Sixth Street Community Synagogue, 325 East 6th Street, between 1st Avenue and 2nd Avenue
The building that today houses the Sixth Street Community Synagogue was originally built by German immigrants in 1847 as the Evangelical Lutheran Church of St. Matthew, and ten years later became German Evangelical Lutheran Church of St. Mark. German immigrants in the mid-to-late 1800s dominated this area, known as “Kleindeutschland” or “Little Germany.”
On the morning of June 15, 1904 the steamship General Slocum was bringing a group of parishioners from Church of St. Mark to a picnic outing when it caught fire, and killed over 1,000 passengers. This disaster contributed to the German community leaving this neighborhood for the Upper East Side’s Yorkville. In 1940 the building became home to the Community Synagogue.

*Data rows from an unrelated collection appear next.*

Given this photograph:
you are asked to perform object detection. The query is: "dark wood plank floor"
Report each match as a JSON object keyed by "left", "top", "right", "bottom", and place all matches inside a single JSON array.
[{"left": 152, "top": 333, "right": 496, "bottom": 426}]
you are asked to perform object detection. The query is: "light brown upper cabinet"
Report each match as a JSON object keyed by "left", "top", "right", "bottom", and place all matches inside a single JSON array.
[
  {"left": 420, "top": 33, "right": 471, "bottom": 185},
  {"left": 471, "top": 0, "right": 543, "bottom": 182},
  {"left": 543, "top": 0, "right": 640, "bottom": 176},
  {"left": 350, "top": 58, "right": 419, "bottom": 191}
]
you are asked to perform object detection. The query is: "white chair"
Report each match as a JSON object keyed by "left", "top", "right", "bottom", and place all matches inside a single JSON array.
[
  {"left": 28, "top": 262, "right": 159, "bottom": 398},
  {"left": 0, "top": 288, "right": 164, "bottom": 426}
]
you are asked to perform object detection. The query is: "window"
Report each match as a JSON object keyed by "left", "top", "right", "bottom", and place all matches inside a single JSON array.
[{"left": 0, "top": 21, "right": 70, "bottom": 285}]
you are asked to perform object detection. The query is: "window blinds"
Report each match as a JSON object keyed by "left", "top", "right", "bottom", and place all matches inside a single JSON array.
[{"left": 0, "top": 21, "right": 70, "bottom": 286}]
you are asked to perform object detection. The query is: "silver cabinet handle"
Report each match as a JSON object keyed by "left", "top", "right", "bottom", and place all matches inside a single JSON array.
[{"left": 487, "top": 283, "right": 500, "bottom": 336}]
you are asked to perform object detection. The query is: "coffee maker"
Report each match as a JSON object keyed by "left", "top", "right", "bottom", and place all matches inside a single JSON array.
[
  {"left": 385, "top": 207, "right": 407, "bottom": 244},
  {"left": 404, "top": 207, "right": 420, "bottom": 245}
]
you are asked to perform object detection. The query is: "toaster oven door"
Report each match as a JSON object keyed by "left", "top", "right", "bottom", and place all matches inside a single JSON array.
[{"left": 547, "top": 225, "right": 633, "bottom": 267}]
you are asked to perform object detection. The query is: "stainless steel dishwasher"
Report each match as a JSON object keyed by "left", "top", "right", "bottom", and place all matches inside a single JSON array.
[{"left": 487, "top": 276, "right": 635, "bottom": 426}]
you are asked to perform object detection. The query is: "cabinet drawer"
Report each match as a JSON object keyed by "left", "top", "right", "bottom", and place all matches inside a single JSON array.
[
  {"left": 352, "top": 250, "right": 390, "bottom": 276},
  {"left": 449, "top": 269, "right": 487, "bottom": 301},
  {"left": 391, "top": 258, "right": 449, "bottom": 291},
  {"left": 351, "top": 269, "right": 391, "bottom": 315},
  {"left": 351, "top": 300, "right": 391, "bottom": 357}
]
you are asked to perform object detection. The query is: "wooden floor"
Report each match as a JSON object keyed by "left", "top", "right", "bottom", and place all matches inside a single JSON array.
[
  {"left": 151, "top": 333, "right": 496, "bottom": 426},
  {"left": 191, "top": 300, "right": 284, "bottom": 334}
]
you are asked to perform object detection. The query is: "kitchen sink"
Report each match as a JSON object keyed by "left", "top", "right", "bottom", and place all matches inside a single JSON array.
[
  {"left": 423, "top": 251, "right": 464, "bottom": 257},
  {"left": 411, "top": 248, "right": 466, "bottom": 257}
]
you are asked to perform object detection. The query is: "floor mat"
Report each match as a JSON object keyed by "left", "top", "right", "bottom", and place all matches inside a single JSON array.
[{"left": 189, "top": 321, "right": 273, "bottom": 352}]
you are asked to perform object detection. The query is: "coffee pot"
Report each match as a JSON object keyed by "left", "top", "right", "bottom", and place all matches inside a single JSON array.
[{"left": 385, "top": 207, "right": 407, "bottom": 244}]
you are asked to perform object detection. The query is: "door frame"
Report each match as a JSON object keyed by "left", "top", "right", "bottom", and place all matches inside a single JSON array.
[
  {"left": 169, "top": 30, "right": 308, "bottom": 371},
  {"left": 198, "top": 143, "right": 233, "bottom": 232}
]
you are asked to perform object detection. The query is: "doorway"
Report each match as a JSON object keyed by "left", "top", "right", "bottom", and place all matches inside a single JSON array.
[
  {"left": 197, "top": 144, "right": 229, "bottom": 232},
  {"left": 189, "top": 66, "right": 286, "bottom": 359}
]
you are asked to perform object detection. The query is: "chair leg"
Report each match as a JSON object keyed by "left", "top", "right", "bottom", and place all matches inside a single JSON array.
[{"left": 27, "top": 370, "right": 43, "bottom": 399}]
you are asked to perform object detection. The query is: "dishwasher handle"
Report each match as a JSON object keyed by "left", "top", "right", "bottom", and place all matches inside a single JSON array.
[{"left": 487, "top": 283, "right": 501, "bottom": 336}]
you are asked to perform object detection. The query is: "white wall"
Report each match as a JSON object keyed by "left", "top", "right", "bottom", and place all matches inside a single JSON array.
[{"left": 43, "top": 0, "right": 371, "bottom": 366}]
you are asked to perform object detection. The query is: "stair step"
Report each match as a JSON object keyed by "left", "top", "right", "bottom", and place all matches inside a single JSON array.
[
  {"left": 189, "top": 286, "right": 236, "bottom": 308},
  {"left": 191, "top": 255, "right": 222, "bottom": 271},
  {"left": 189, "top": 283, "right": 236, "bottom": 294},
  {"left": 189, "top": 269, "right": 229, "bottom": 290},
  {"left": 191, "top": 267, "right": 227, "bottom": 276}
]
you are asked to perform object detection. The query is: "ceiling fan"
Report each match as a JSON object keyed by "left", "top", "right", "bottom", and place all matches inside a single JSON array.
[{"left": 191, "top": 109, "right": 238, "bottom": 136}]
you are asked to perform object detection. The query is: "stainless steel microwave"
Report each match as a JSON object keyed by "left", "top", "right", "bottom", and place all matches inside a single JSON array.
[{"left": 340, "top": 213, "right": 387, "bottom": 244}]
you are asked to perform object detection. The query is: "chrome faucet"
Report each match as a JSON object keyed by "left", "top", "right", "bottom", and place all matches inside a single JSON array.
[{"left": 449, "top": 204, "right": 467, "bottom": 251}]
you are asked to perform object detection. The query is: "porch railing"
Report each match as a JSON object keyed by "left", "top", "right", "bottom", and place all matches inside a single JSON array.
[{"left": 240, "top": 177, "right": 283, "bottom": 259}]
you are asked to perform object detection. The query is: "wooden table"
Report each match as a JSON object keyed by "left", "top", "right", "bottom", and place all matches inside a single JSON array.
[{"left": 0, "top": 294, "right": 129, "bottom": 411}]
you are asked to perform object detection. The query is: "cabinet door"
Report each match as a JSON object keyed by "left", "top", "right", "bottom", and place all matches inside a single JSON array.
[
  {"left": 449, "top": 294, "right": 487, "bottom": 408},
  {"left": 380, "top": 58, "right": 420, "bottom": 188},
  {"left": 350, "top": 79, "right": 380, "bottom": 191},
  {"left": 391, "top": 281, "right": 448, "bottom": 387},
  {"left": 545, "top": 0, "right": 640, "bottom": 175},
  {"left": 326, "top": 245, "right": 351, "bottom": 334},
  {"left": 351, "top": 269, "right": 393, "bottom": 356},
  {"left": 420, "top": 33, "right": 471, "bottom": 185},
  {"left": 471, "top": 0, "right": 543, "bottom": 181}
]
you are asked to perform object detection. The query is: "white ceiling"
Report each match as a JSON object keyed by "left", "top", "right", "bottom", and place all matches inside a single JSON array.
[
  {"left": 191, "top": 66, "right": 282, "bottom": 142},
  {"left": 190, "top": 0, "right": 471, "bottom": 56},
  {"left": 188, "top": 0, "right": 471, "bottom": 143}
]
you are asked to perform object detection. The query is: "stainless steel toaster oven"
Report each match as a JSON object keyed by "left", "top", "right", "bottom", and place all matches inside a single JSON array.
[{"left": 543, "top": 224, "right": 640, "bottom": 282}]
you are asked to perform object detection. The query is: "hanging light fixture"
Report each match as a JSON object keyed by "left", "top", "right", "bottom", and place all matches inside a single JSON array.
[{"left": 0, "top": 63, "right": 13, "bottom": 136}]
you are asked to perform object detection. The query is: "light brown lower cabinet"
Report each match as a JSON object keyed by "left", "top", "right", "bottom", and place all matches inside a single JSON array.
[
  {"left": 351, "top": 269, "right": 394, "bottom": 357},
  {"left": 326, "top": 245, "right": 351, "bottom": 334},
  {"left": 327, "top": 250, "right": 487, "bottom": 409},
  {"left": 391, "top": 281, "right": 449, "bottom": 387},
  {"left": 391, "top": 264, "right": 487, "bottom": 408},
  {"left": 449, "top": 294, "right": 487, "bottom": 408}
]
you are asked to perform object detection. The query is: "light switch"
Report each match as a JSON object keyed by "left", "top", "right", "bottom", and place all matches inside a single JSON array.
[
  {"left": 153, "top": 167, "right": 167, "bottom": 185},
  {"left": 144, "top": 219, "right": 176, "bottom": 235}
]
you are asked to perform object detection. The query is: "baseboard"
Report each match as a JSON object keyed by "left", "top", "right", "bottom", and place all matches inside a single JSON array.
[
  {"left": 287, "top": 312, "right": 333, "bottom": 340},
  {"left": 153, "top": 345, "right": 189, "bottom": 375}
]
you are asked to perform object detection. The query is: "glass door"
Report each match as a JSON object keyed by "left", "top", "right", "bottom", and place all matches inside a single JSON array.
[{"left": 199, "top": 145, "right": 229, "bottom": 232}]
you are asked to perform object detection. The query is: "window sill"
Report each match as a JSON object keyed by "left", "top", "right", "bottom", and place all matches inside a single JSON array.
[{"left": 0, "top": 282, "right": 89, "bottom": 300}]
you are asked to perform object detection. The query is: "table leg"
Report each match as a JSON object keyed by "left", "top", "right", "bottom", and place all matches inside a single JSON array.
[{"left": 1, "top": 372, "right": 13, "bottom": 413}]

Congregation Mezritch, 415 East 6th Street, between 1st Avenue and Avenue A.
This neo-Classical two-story with basement building was constructed in 1910. It is located in the East Village/Lower East Side Historic District.
The present facade features some of the original decorations including significant ones like the round-arched windows with stained glass in the center of the top story flanked by two rectangular windows with round-arched transoms; the engaged stone pilasters with Corinthian capitals and carved stone keystones over doors and windows and the engraved plaques with name and dates of the building among other decorative features of the building. You can read more about this building here and here.
GVSHP led the fight to save this historic structure from demolition. Although current plans call for slight alteration and conversion of part of the building to residences, the basic structure will remain, and continue to house the synagogue.